2016 NaNoWriMo Wordcount Stats. Conveniently with a minimal number of numbers.

Thank goodness I don’t make productivity bar graphs all the time.

To finish NaNo, I had to set aside Spirit Knights 4 in favor of some short stories I plan to submit to various places. For some reason, a series of books about death are hard to work on right now. Go figure. My wordcount also sputtered after I crossed the magical 50k line, as it often does.

If you’re still reaching for the finish line, keep on truckin’. You have two more days. If you’re nowhere near finishing, keep on truckin’. You have the rest of your life. If you’re already finished, keep on truckin’. When one story ends, another begins.

For my Spirit Knights fans, I still anticipate releasing book 4 in time for Norwescon (mid-April). As far as I’m concerned, four months is plenty of time to write and release a book, and it’s half done already. And while you’re waiting, audiobooks for this series are a thing! Girls Can’t Be Knights released earlier this month, Backyard Dragons releases in early December, and Ethereal Entanglements is on schedule for an early January release. With luck, book 4 will release simultaneously with its audiobook.

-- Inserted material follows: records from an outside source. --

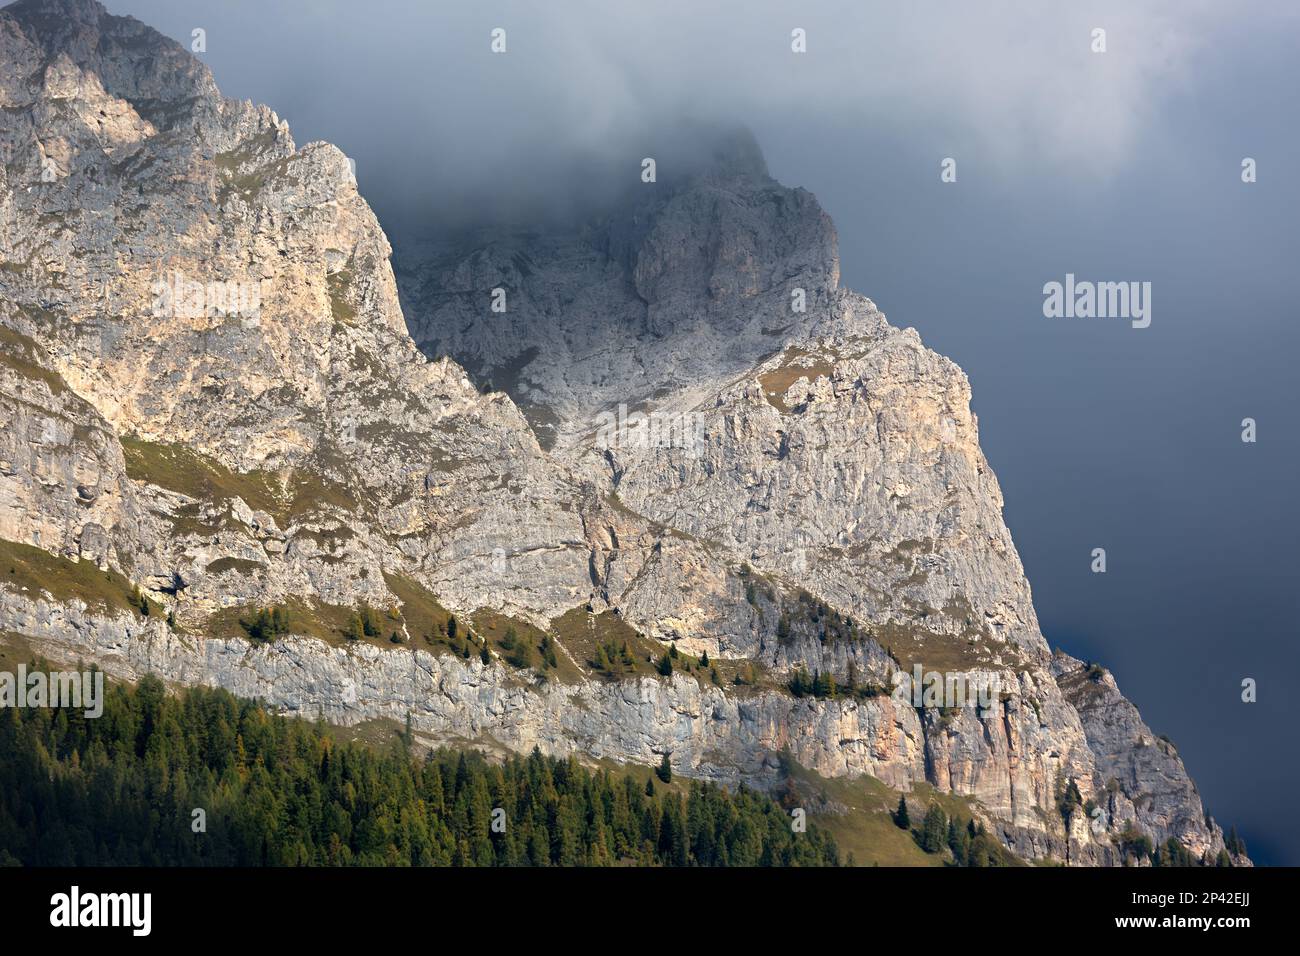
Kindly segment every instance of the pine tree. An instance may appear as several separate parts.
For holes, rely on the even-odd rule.
[[[664,754],[664,759],[659,761],[659,766],[655,768],[655,776],[664,783],[672,783],[673,766],[668,759],[668,754]]]
[[[379,636],[379,620],[375,609],[368,604],[361,605],[361,632],[366,637]]]
[[[907,815],[907,798],[899,796],[898,809],[894,811],[894,825],[900,830],[906,830],[912,826],[912,819]]]
[[[272,624],[275,615],[268,612]],[[821,866],[838,863],[815,825],[795,836],[779,804],[671,782],[671,757],[637,784],[576,761],[469,751],[417,757],[407,748],[336,743],[323,728],[266,712],[224,691],[169,695],[156,678],[109,684],[103,721],[12,709],[3,715],[0,853],[29,865],[520,864]],[[148,756],[146,757],[145,754]],[[19,771],[23,768],[23,772]],[[30,772],[31,770],[35,772]],[[660,773],[662,771],[662,773]],[[155,780],[172,781],[158,789]],[[285,799],[285,798],[288,799]],[[95,806],[103,841],[77,808]],[[221,820],[176,838],[182,808]],[[492,831],[494,808],[507,818]],[[42,821],[41,831],[30,821]],[[773,825],[777,824],[777,825]],[[100,826],[97,822],[96,826]]]
[[[926,853],[938,853],[943,849],[947,830],[948,820],[942,808],[937,803],[930,804],[930,809],[925,812],[925,819],[921,822],[921,849]]]
[[[513,631],[507,631],[506,636],[509,637],[512,633]],[[502,641],[501,644],[503,647],[506,646],[505,641]],[[510,663],[511,667],[518,667],[521,669],[532,667],[533,649],[528,646],[527,641],[515,637],[510,642],[510,651],[506,655],[506,660]]]
[[[966,828],[958,826],[957,818],[952,817],[948,821],[948,849],[952,851],[953,861],[958,866],[965,866],[970,850],[970,837],[966,835]]]
[[[1246,855],[1246,841],[1237,835],[1236,824],[1233,824],[1228,830],[1228,839],[1223,842],[1223,845],[1227,847],[1228,852],[1233,856]]]

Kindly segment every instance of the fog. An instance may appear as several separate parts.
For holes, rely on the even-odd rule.
[[[338,144],[397,241],[581,211],[748,127],[844,283],[969,374],[1049,642],[1113,671],[1257,861],[1300,863],[1293,5],[108,6],[203,28],[222,90]],[[1151,282],[1150,327],[1045,318],[1067,273]]]

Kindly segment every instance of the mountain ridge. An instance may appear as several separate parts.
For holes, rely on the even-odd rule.
[[[829,217],[743,141],[594,238],[525,244],[522,265],[417,246],[395,276],[343,154],[297,148],[172,41],[92,0],[21,0],[0,49],[0,538],[120,574],[175,622],[0,581],[0,630],[433,740],[932,783],[1025,858],[1119,862],[1130,825],[1224,849],[1176,752],[1119,772],[1149,730],[1104,719],[1051,654],[965,376],[839,287]],[[178,275],[203,287],[194,314],[159,308]],[[257,308],[216,302],[222,283]],[[484,391],[461,359],[514,379]],[[597,447],[619,405],[701,416],[698,446]],[[293,633],[250,640],[239,620],[271,606]],[[370,610],[380,633],[347,640]],[[507,628],[541,635],[529,665]],[[614,674],[600,640],[714,671]],[[1004,699],[785,689],[913,663],[997,673]],[[1071,781],[1104,825],[1060,810]]]

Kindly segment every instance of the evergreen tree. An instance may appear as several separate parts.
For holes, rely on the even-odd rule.
[[[938,853],[943,849],[947,830],[947,816],[937,803],[932,803],[930,809],[925,812],[925,819],[921,822],[917,842],[926,853]]]
[[[541,652],[542,662],[547,667],[555,668],[560,666],[559,658],[555,655],[555,641],[551,639],[551,635],[542,635]]]
[[[898,809],[894,811],[894,825],[900,830],[910,829],[912,818],[907,815],[907,798],[898,798]]]
[[[1224,846],[1233,856],[1246,855],[1246,841],[1237,835],[1235,824],[1228,830],[1228,838],[1224,841]]]
[[[664,783],[672,783],[673,766],[668,759],[668,754],[664,754],[664,759],[659,761],[659,766],[655,768],[655,776]]]
[[[501,646],[506,651],[506,662],[511,667],[523,669],[533,666],[533,649],[528,646],[528,641],[519,636],[519,632],[513,626],[506,628]]]
[[[98,720],[11,708],[0,714],[0,847],[40,866],[838,862],[824,831],[792,834],[778,804],[743,787],[656,793],[653,777],[643,789],[537,750],[500,764],[468,751],[417,758],[413,733],[408,717],[392,746],[340,743],[224,691],[168,694],[153,677],[108,683]],[[671,780],[667,755],[660,771]],[[195,806],[208,812],[202,834],[178,825]],[[495,808],[504,833],[491,829]]]
[[[361,632],[366,637],[379,636],[379,618],[368,604],[361,605]]]

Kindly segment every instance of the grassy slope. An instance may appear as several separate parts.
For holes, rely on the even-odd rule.
[[[911,833],[894,824],[893,811],[898,806],[899,791],[875,777],[828,778],[798,765],[789,765],[788,772],[795,790],[804,799],[843,808],[810,813],[809,819],[826,828],[846,860],[852,853],[858,866],[943,866],[949,862],[947,853],[926,853],[917,846]],[[907,803],[914,817],[913,826],[920,823],[923,808],[931,803],[937,803],[944,813],[962,821],[974,815],[967,798],[940,793],[928,784],[915,786]]]
[[[184,445],[167,445],[138,438],[122,439],[127,475],[190,498],[220,502],[242,498],[256,511],[265,511],[281,525],[333,505],[356,508],[352,495],[336,483],[298,469],[287,476],[267,471],[234,472]]]
[[[57,601],[78,598],[90,607],[140,612],[131,582],[116,571],[101,571],[91,561],[70,561],[48,551],[0,539],[0,587],[36,596],[45,592]],[[165,618],[162,606],[149,602],[149,612]]]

For my The Greatest Sin fans, we’re expecting to get book 5 out by June. We’re also working on audiobooks for the first four, and hope to begin releasing those in 2017. We’ll probably catch up to release both print and audio at the same time with book 6. If you’ve read and loved them, please take a minute to leave a review.

For my Maze Beset fans, stay tuned for short story news! And if you want a fresh short story from me, regardless of the ‘verse it resides in, I’ve been published in a few anthologies this year: Into the Woods, Merely This and Nothing MoreUnnatural Dragons, and Artifact.